The U.S. government has said that Khobragade had immunity only in connection with her consular duties. The U.S. attorney for the Southern District of New York, Preet Bharara, has said that the case is simply about upholding the rule of law.
On Monday, Khobragade agreed to waive a Jan. 13 indictment deadline, which gives federal prosecutors and State Department officials more time to discuss a possible resolution of the case with defense lawyers. But Bharara said he saw no reason for the waiver and asked the court to hold the scheduled hearing. The federal judge refused to extend the deadline Wednesday.
Throughout the controversy, the State Department has sought to keep its diplomatic dealings with India on a separate plane from what it has described as an unfortunate law enforcement matter in which it is powerless to intervene. India sees no such separation, however.
Singh said the dispute feeds into “post-colonial paranoia” in India, a former British colony, in which the public bristles at anything perceived as unfair treatment by a foreign country.

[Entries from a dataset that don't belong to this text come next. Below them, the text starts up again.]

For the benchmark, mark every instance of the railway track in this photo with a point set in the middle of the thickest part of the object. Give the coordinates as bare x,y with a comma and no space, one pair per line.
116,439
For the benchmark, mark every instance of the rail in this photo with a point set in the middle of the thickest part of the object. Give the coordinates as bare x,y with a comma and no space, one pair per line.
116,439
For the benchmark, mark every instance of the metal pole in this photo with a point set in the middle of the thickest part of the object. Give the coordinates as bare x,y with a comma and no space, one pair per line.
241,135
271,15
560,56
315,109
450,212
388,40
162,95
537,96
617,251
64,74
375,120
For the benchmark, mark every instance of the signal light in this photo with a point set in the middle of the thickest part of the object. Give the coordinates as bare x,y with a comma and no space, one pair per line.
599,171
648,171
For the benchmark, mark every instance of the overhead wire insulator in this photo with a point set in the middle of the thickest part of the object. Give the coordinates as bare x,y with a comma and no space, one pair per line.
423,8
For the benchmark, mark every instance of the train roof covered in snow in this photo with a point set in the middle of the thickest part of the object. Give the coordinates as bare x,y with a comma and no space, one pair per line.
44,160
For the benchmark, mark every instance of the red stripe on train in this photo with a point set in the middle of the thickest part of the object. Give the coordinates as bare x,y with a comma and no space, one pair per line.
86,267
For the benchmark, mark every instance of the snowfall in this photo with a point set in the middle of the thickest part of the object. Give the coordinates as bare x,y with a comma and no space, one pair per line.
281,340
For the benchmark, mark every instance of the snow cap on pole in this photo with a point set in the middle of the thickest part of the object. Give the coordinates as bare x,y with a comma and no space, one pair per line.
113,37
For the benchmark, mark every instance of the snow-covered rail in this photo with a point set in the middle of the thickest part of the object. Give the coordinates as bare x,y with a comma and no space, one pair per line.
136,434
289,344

To show its displeasure, the Indian government has taken measures ranging from serious to seemingly small. It removed security barricades at the U.S. Embassy. Last week, it asked the embassy not to screen movies at the American Center without obtaining domestic licenses. Indian officials have alleged that some spouses of diplomats teach at the embassy school illegally, and the embassy has been asked to provide details about teachers and their salaries.
The Indian government has also told the New Delhi police to waive immunity for traffic violations involving embassy vehicles — a common diplomatic courtesy.
The club run by the American Community Support Association is a special target, a source of comfort and convenience for U.S. government employees and American businesspeople, journalists and others who are sponsored by diplomats and pay for membership.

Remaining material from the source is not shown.